South Africans have taken an insane amount of money overseas
South Africans have more than doubled their holdings in foreign assets over the last decade – an indictment on the state of the local economy but also something that has protected it.
This is according to Krutham (formerly Intellidex) director Stuart Theobald, who noted this week that the country’s diversified savings through foreign investment has given the country a degree of resilience to local crises.
According to Theobald, thanks to the relaxation of exchange controls over the past 30 years, South African investors now have extensive assets abroad.
“Not only that, but many large South African companies are well diversified globally,” he said.
This has resulted in South Africa being one of the few emerging markets with a net positive investment position – meaning that South Africans own more investments abroad than foreigners own here.

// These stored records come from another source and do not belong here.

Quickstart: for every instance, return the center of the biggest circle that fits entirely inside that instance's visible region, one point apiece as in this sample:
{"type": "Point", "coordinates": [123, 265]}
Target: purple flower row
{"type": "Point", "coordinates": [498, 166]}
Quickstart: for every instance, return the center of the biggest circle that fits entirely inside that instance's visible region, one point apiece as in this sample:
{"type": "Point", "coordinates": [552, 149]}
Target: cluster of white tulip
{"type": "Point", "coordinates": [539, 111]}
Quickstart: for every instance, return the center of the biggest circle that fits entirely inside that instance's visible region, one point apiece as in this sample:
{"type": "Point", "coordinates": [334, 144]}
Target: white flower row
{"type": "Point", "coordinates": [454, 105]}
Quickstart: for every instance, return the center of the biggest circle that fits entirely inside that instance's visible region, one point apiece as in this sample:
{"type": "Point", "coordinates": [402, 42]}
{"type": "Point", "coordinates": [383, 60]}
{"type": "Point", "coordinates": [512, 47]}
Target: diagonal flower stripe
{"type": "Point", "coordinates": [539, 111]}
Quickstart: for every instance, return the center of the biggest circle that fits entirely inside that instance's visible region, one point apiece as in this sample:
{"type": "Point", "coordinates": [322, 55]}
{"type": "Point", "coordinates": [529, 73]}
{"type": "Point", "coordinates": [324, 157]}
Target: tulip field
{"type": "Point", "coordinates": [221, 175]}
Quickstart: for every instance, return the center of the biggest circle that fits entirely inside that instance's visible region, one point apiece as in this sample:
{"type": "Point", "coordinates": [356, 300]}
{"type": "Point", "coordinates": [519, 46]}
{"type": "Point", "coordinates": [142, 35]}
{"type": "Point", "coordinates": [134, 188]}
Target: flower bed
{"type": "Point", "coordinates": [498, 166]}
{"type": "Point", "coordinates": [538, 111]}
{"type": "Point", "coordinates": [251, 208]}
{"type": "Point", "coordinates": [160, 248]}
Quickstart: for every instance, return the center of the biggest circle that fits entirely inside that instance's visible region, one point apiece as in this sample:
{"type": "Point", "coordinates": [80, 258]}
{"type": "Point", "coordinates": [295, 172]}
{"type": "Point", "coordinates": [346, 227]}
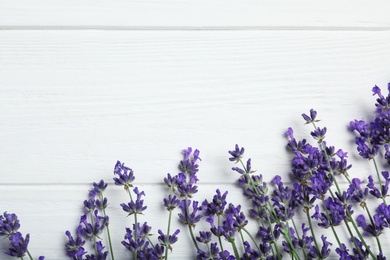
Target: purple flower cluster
{"type": "Point", "coordinates": [182, 187]}
{"type": "Point", "coordinates": [9, 226]}
{"type": "Point", "coordinates": [376, 134]}
{"type": "Point", "coordinates": [91, 225]}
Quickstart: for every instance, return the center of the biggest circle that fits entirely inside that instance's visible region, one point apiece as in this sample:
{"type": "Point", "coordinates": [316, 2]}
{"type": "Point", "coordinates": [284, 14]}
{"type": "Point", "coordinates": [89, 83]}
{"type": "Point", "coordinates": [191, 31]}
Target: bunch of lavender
{"type": "Point", "coordinates": [91, 225]}
{"type": "Point", "coordinates": [274, 219]}
{"type": "Point", "coordinates": [9, 228]}
{"type": "Point", "coordinates": [316, 171]}
{"type": "Point", "coordinates": [182, 187]}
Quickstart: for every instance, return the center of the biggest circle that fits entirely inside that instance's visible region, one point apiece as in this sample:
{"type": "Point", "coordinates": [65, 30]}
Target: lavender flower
{"type": "Point", "coordinates": [374, 229]}
{"type": "Point", "coordinates": [193, 217]}
{"type": "Point", "coordinates": [312, 118]}
{"type": "Point", "coordinates": [319, 134]}
{"type": "Point", "coordinates": [135, 207]}
{"type": "Point", "coordinates": [204, 237]}
{"type": "Point", "coordinates": [325, 250]}
{"type": "Point", "coordinates": [171, 202]}
{"type": "Point", "coordinates": [237, 154]}
{"type": "Point", "coordinates": [9, 224]}
{"type": "Point", "coordinates": [101, 255]}
{"type": "Point", "coordinates": [217, 206]}
{"type": "Point", "coordinates": [167, 241]}
{"type": "Point", "coordinates": [18, 245]}
{"type": "Point", "coordinates": [125, 175]}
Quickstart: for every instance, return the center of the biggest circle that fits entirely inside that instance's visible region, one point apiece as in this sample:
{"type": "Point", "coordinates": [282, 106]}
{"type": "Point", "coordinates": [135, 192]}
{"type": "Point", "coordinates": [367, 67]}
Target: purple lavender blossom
{"type": "Point", "coordinates": [74, 247]}
{"type": "Point", "coordinates": [214, 250]}
{"type": "Point", "coordinates": [319, 134]}
{"type": "Point", "coordinates": [312, 118]}
{"type": "Point", "coordinates": [372, 229]}
{"type": "Point", "coordinates": [336, 213]}
{"type": "Point", "coordinates": [236, 154]}
{"type": "Point", "coordinates": [167, 241]}
{"type": "Point", "coordinates": [100, 187]}
{"type": "Point", "coordinates": [189, 164]}
{"type": "Point", "coordinates": [382, 193]}
{"type": "Point", "coordinates": [324, 253]}
{"type": "Point", "coordinates": [171, 202]}
{"type": "Point", "coordinates": [9, 224]}
{"type": "Point", "coordinates": [193, 217]}
{"type": "Point", "coordinates": [125, 175]}
{"type": "Point", "coordinates": [101, 255]}
{"type": "Point", "coordinates": [18, 245]}
{"type": "Point", "coordinates": [135, 207]}
{"type": "Point", "coordinates": [97, 228]}
{"type": "Point", "coordinates": [217, 205]}
{"type": "Point", "coordinates": [204, 237]}
{"type": "Point", "coordinates": [357, 194]}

This position turned positive in 2015 but now sits close to a staggering and record net of R1.9 trillion.
South African assets abroad have grown to R10.5 trillion, up over 300% from R2.5 trillion ten years ago, Theobald said.
Foreign interests have also grown, from R3.2 trillion to around R8.6 trillion, but this has been steady in dollar terms, driven by the rand’s declining value, making them more valuable in rand terms, Theobald said.

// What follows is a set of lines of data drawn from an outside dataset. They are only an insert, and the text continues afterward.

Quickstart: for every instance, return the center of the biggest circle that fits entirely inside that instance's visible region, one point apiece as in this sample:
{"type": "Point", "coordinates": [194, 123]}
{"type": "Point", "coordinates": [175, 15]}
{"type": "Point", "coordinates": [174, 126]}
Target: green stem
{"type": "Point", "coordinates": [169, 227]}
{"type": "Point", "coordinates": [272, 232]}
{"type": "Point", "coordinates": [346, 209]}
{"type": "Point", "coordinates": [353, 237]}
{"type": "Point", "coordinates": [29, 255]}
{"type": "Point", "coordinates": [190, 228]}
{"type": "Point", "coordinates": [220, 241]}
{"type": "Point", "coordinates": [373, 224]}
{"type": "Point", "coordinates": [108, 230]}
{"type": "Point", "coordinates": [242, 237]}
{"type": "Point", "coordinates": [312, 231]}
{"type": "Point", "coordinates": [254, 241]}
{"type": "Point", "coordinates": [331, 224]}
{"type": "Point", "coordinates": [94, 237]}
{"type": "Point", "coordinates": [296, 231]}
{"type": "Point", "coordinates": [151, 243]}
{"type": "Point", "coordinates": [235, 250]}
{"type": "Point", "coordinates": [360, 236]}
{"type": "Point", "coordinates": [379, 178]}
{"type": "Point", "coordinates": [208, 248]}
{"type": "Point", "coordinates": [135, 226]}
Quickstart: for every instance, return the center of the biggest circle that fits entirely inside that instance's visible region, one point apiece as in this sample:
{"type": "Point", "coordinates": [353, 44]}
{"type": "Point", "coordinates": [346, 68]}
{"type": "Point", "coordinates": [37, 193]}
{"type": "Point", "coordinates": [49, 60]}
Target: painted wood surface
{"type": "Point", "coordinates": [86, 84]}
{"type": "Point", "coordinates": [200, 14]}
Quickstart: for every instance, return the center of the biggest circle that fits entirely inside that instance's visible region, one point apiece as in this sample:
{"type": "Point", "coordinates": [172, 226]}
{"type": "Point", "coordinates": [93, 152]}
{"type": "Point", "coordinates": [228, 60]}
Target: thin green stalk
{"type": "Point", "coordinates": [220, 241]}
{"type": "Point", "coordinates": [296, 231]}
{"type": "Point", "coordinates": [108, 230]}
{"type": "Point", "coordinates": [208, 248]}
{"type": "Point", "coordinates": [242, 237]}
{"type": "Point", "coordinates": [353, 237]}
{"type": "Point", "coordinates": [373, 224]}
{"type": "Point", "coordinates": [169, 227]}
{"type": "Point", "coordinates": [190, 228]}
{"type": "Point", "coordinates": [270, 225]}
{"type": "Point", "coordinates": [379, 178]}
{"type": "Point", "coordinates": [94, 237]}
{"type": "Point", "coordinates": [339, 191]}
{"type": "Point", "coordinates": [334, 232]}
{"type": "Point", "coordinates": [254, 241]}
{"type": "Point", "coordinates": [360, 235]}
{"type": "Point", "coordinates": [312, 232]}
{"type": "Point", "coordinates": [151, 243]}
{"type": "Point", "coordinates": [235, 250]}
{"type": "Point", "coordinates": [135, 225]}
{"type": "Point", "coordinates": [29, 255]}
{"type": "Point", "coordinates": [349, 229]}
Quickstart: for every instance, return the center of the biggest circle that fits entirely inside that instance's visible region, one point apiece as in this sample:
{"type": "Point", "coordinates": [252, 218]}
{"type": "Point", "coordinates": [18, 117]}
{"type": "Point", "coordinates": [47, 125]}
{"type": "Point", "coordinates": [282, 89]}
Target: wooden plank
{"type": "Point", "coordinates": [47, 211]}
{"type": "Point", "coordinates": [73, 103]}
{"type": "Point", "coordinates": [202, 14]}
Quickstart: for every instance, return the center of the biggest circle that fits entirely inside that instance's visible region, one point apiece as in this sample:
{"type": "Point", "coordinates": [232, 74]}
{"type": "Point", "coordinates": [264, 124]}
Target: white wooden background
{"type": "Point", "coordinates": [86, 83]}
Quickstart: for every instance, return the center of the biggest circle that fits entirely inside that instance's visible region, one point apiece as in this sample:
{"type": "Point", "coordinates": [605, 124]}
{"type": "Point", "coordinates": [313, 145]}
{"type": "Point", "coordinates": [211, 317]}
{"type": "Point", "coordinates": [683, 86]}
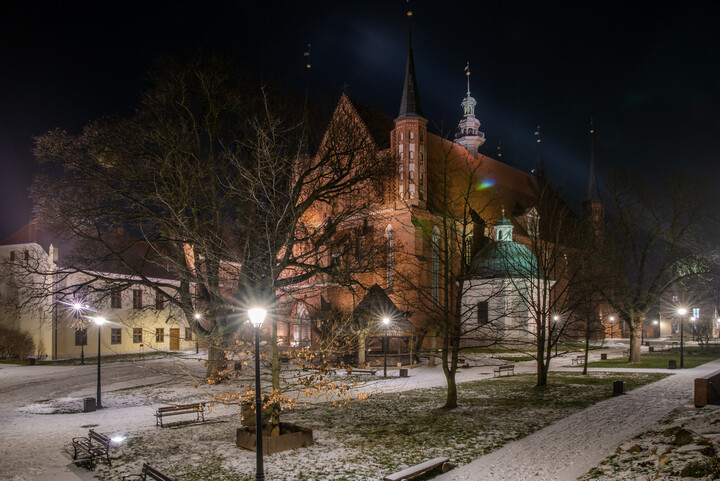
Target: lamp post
{"type": "Point", "coordinates": [681, 312]}
{"type": "Point", "coordinates": [197, 341]}
{"type": "Point", "coordinates": [77, 312]}
{"type": "Point", "coordinates": [99, 321]}
{"type": "Point", "coordinates": [257, 316]}
{"type": "Point", "coordinates": [386, 323]}
{"type": "Point", "coordinates": [692, 320]}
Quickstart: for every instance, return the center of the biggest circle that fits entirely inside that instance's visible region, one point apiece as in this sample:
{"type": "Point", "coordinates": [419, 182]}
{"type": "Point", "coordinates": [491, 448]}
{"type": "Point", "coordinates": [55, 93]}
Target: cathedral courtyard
{"type": "Point", "coordinates": [505, 428]}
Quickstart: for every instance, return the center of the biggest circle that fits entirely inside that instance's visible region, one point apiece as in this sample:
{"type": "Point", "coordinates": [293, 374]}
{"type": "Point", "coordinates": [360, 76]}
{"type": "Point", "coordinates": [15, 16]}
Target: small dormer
{"type": "Point", "coordinates": [503, 229]}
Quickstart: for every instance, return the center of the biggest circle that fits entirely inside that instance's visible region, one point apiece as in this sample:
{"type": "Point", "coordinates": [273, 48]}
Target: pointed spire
{"type": "Point", "coordinates": [593, 191]}
{"type": "Point", "coordinates": [410, 102]}
{"type": "Point", "coordinates": [539, 170]}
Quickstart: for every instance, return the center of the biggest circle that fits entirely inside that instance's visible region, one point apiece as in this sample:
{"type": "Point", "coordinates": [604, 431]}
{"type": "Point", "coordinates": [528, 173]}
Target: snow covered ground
{"type": "Point", "coordinates": [34, 446]}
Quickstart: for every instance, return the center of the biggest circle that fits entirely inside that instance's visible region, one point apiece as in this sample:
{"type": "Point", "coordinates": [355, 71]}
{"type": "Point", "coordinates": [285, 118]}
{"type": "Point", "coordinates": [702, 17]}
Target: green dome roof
{"type": "Point", "coordinates": [504, 259]}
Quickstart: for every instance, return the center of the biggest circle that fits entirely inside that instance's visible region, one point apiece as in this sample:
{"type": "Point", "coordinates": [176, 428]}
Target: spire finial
{"type": "Point", "coordinates": [539, 170]}
{"type": "Point", "coordinates": [410, 102]}
{"type": "Point", "coordinates": [467, 73]}
{"type": "Point", "coordinates": [593, 191]}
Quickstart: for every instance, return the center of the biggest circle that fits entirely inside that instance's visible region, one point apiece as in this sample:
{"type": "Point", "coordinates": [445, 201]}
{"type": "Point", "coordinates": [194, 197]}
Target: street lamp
{"type": "Point", "coordinates": [99, 321]}
{"type": "Point", "coordinates": [386, 323]}
{"type": "Point", "coordinates": [77, 312]}
{"type": "Point", "coordinates": [257, 316]}
{"type": "Point", "coordinates": [682, 311]}
{"type": "Point", "coordinates": [197, 341]}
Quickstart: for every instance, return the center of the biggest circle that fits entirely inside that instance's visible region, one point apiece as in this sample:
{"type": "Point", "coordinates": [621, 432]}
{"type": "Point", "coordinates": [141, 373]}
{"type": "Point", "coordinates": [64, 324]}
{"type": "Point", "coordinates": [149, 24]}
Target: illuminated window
{"type": "Point", "coordinates": [482, 308]}
{"type": "Point", "coordinates": [137, 299]}
{"type": "Point", "coordinates": [390, 239]}
{"type": "Point", "coordinates": [115, 336]}
{"type": "Point", "coordinates": [81, 337]}
{"type": "Point", "coordinates": [116, 299]}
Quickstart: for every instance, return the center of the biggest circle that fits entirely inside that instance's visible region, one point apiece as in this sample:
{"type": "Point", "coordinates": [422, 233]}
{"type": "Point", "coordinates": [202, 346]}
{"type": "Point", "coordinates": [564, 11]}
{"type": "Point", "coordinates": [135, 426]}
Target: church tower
{"type": "Point", "coordinates": [593, 207]}
{"type": "Point", "coordinates": [408, 139]}
{"type": "Point", "coordinates": [468, 134]}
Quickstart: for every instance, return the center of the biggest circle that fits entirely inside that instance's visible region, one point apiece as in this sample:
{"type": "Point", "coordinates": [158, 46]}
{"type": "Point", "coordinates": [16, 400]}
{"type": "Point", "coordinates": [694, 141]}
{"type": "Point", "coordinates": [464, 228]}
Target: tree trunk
{"type": "Point", "coordinates": [361, 348]}
{"type": "Point", "coordinates": [216, 363]}
{"type": "Point", "coordinates": [433, 349]}
{"type": "Point", "coordinates": [275, 363]}
{"type": "Point", "coordinates": [635, 339]}
{"type": "Point", "coordinates": [540, 361]}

However, even in dollar terms, South Africa’s offshore assets have doubled over the past decade, he said.
“Consider that the entire domestic banking system holds deposits of R5.3 trillion, and you get a sense of how material these foreign assets are,” he said.
South Africans have exposure to foreign markets both locally and directly abroad. Investments into foreign multinationals like AngloAmerican, for instance, give access to globally diversified businesses – while the country’s laws allow for direct exposure or around R11 million per year for individuals and up to 45% for funds.

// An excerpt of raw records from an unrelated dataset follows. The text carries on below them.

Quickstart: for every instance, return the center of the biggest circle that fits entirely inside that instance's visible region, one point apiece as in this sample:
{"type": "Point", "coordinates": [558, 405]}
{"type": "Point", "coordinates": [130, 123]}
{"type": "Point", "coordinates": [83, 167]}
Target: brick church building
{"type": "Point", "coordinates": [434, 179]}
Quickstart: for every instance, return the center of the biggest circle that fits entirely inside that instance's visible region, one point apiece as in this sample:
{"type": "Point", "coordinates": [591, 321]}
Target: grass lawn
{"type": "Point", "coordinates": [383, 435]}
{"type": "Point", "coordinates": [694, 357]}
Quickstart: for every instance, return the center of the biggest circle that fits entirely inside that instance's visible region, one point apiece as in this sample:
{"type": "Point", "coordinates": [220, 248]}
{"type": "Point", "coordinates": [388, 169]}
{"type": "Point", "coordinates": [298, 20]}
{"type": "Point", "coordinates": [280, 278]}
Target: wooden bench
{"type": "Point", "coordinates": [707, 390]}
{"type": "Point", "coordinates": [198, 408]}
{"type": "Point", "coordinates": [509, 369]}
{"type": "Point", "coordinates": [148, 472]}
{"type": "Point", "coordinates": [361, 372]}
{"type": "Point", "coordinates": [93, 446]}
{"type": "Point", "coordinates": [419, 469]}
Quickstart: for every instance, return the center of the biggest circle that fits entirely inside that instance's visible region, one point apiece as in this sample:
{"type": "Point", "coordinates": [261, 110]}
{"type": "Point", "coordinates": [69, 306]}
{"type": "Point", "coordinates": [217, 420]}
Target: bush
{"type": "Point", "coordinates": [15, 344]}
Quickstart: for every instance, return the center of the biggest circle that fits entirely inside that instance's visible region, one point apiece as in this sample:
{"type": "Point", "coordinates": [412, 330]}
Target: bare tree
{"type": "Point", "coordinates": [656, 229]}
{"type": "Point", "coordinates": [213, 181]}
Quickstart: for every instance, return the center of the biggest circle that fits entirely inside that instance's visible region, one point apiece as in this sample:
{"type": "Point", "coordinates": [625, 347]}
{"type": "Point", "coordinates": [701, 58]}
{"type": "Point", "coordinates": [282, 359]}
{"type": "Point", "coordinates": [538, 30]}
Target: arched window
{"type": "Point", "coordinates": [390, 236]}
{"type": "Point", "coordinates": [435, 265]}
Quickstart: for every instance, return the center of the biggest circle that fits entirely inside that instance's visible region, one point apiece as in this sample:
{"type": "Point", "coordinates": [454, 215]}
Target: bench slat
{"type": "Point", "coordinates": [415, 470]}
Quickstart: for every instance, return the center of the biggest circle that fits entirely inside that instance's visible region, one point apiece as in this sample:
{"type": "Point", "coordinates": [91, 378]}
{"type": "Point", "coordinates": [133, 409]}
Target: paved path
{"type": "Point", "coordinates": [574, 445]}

This has given South Africa a protective layer or sorts during turbulent economic times.
However, Theobald noted that the negative interpretation of the data is also true: money that could have been invested locally to the benefit of expanding the local economy is lost.
Theobald argued, however, that this misses the point.
“Money chases returns, not the other way around. The fact that SA businesses and savers can generate higher returns abroad than domestically is good for the SA economy. It means they have money to spend in it, as well as capital to invest in when the potential returns justify it,” he said.
“Of course, this cannot hold out against all ravages. If consumers are forced to rely on their savings because they cannot generate income in a weak domestic economy, eventually they will be exhausted no matter where they are invested.”